Même au cœur des frimas finlandais, chassez le naturel, il revient au galop ! Nous avions promis une semaine entière dédiée à Éros, et voilà qu’Euterpe affole nos sens, via une affiche rencontrée en ville. Dès lors, comment résister à une soirée consacré à Debussy, Kodály et Eötvös, par le maître hongrois lui-même ? Cela valait bien une scène de ménage…

Commande de plusieurs institutions italiennes, Alle vittime senza nome (Aux victimes sans nom) fut créé le 8 mai 2017 à Milan, par la Filarmonica della Scala, un an et demi avant sa présentation française [lire notre chronique du 24 octobre 2018]. L’œuvre est un monument musical dédié aux hommes et femmes, d’origine arabe ou africaine, morts noyés en Méditerranée, non loin du pays de Verdi. On sait Péter Eötvös familier des hommages humanistes – aux astronautes de Columbia (Seven, 2006), notamment –, qui confie aujourd’hui : « durant la composition, des images terribles m’apparurent, aussi bien celles de visages pris isolément que celles de la masse inconcevable de ces gens debout dans le bateau, serrés les uns contre les autres. Ces images se transforment, dans la composition, en de tendres mélodies confiées à des instruments solistes, comme en de denses masses sonores jouées par l’orchestre tout entier » (citation extraite du site de l’éditeur Schott).

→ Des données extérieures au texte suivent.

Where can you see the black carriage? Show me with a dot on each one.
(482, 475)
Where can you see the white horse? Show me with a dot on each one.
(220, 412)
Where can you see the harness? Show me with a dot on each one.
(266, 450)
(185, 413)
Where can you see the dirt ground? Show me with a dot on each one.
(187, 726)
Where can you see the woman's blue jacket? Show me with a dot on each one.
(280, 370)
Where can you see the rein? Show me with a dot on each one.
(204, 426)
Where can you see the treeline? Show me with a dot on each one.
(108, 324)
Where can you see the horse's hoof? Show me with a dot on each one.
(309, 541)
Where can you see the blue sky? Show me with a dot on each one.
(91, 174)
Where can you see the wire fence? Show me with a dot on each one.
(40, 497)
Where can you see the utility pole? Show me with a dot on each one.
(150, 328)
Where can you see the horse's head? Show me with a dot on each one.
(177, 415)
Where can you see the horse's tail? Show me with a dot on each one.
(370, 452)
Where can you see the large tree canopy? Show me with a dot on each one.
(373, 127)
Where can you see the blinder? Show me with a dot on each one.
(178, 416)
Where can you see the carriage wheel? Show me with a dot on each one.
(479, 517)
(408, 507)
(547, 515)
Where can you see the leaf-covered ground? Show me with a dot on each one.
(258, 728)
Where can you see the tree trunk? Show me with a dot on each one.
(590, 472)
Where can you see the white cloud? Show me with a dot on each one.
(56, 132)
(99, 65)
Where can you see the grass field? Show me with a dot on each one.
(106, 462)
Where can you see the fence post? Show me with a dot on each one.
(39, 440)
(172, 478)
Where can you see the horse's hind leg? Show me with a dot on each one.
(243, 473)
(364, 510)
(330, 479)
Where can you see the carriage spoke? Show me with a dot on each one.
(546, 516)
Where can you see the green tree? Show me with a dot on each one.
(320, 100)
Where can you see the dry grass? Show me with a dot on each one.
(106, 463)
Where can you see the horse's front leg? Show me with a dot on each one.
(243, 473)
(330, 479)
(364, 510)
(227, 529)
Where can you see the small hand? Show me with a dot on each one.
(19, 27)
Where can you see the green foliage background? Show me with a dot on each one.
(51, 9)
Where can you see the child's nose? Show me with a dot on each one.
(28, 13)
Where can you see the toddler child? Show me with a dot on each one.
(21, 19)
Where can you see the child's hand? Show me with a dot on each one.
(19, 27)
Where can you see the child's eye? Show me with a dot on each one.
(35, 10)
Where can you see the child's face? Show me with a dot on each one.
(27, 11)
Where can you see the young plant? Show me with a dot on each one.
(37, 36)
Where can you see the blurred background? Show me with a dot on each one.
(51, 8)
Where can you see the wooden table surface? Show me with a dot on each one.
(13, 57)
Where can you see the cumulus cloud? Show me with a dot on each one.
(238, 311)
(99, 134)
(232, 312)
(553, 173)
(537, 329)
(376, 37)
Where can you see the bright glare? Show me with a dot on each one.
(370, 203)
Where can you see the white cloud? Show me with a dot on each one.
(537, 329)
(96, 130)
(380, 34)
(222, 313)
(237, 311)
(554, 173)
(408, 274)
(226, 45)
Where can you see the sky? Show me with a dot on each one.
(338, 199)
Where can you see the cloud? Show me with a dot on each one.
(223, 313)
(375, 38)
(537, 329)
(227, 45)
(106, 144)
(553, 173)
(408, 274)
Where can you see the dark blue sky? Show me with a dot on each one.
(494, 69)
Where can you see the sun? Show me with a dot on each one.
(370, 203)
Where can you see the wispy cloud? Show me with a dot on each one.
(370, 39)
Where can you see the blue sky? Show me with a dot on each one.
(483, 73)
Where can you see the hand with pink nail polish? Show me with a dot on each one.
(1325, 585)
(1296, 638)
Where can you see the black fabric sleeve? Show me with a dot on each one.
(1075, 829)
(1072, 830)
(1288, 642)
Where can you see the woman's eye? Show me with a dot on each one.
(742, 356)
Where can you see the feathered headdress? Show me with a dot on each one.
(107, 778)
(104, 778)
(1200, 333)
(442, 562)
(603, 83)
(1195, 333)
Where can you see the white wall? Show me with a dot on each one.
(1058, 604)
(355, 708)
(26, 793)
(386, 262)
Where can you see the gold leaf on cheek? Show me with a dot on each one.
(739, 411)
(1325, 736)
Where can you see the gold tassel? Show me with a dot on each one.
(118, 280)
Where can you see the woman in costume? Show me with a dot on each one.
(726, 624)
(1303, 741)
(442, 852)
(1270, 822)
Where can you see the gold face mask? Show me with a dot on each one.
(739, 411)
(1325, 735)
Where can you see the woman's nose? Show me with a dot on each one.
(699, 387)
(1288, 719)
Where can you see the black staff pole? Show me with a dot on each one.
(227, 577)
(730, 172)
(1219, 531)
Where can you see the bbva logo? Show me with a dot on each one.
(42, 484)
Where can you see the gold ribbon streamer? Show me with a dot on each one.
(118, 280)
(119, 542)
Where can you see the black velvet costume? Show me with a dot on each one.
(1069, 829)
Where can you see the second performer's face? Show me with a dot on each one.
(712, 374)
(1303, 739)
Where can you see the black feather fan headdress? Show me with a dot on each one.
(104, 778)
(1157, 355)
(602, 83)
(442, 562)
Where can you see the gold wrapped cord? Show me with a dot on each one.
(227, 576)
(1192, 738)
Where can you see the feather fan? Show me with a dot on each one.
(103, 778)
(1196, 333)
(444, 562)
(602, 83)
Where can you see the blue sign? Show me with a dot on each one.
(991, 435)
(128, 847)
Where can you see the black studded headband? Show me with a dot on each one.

Ce requiem qui ne dit pas son nom – voire « requiem dansé » – s’ouvre sur les mesures d’un violon qui énonce le thème conducteur et dialogue bientôt avec un confrère. Symboliquement, les vents sont très sollicités dans le premier mouvement (Inquieto), brossant une houle marine aux rosseries imprévues. Le motif final, qui pouvait paraître fortuit, est repris en début de portion médiane (croche = 100), favorisant un sentiment de continuité. On retrouve une alternance entre les passages tendres, sinon sensuels, et plus nerveux, à la limite du grotesque. En définitive, le canot flotte encore et la vie se poursuit, malgré toute l’absurdité de la situation… Dans le troisième mouvement (noire + 72), un aspect ethnique se dégage, puis nocturne, comme signifiant l’approche d’une terre étrangère au clair de lune. Une harpe répétitive se distingue, un cor très présent, ainsi qu’une trompette avec sourdine, avec ces six notes finales qu’aimante un pôle.

On connait bien le Concerto pour violon n°2 « DoReMi » (2013), qui doit son nom, comme son architecture, à celui de sa dédicataire, Midori Goto [lire notre chronique du 22 novembre 2014]. Joueur, le compositeur hongrois s’amuse à déformer le matériau pour faire émerger des conflits intéressants. Lui s’amuse… et l’interprète souffre. Née en 1985, Leticia Moreno porte à merveille la virtuosité essentielle à l’œuvre où l’Helsingin Kaupunginorkesteri (Orchestre Philharmonique d’Helsinki) a consigne de se faire souvent discret. La madrilène remercie les applaudissements qui la saluent par un duo avec la harpiste : Nana, cinquième des Siete canciones populares españolas (1915) de Manuel de Falla.

Après l’entracte, une rareté française s’invite au programme : la Tarentelle styrienne. Publiée par Choudens en 1891, cette pièce pour piano est remaniée par Debussy, puis éditée par Fromont sous le titre Danse (1903). Après la mort du Français en 1918, son compatriote Maurice Ravel se charge de l’orchestrer pour une présentation le 18 mars 1923, Salle Gaveau, sous les doigts de l’Orchestre Lamoureux. Sans sur-indiquer, Péter Eötvös conduit l’œuvre, guillerette et pétillante, avec une grande clarté et une immense souplesse.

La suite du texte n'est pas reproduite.